Anna Crawford (centre) takes a break with her research teammates Derek Mueller (left) and Erik Wagenaar on a trip to study the Milne Fiord ice shelf at Ellesmere Island earlier this month. (Photo courtesy of Cameron Fitzpatrick)
The Milne Fiord epishelf lake was the last known epishelf lake in the Canadian Arctic, and there may only be a few others in other Arctic regions, Crawford said.
Several epishelf lakes once existed along the northern coast of Ellesmere Island, but the gradual thinning and break-up of ice shelves from climate change has resulted in drainage events and the loss of most of these lakes — researchers observed that in July 2020, the Milne Fiord ice shelf lost 40 per cent of its surface area.
“That’s been kind of disheartening from one angle, but also very interesting,” Crawford said of the loss of the epishelf lake at Milne Fiord.
“Now we have a natural laboratory to keep returning to study the impact of that lake drainage on the remaining elements of that fiord system.”
Ultimately, Crawford is interested in using her 3D models to study how the ice shelf is made more vulnerable by the loss of sea ice, which can actually provide some protection to the more permanent ice shelves.

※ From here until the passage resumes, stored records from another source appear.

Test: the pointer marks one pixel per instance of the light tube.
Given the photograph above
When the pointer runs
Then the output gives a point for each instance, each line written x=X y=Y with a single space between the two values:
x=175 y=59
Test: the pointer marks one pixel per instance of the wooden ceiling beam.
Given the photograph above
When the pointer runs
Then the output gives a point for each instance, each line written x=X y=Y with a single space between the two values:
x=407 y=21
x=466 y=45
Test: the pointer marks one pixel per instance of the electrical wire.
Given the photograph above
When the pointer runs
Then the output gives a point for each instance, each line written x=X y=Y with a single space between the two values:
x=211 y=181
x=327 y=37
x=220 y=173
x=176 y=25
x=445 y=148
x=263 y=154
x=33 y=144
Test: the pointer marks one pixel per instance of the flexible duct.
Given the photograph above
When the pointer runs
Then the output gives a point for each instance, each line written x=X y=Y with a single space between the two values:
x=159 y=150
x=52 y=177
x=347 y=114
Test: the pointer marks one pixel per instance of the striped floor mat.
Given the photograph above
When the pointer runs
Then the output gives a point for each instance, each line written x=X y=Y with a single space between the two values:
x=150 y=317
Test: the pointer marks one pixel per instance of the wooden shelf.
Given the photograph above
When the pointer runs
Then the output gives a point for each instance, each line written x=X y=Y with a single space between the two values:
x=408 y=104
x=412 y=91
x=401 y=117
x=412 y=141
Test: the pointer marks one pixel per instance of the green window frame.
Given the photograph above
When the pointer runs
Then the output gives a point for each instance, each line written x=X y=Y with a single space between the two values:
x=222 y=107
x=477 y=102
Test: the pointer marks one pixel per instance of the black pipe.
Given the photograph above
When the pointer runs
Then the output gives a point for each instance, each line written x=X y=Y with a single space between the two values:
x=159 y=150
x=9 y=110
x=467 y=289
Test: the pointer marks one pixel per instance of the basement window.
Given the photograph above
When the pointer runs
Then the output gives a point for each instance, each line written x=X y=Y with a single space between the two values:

Also, she wants to examine the way the stability of ice shelves could be impacted if more sea ice is lost, which scientists anticipate will happen due to climate change.
By visiting Milne Fiord in person, Crawford was able to “slingshot” her research in this area, she said.
“A lot of times, us in the glacier modelling community don’t actually get to travel to the sites that we’re simulating and studying, but it’s really valuable if we can do those visits because it gives us that eyes on the ground and a chance to better understand the major factors at play in such a system,” she said.
“Those are the factors that really need to be represented accurately when we go and do these simulations with our computer models.”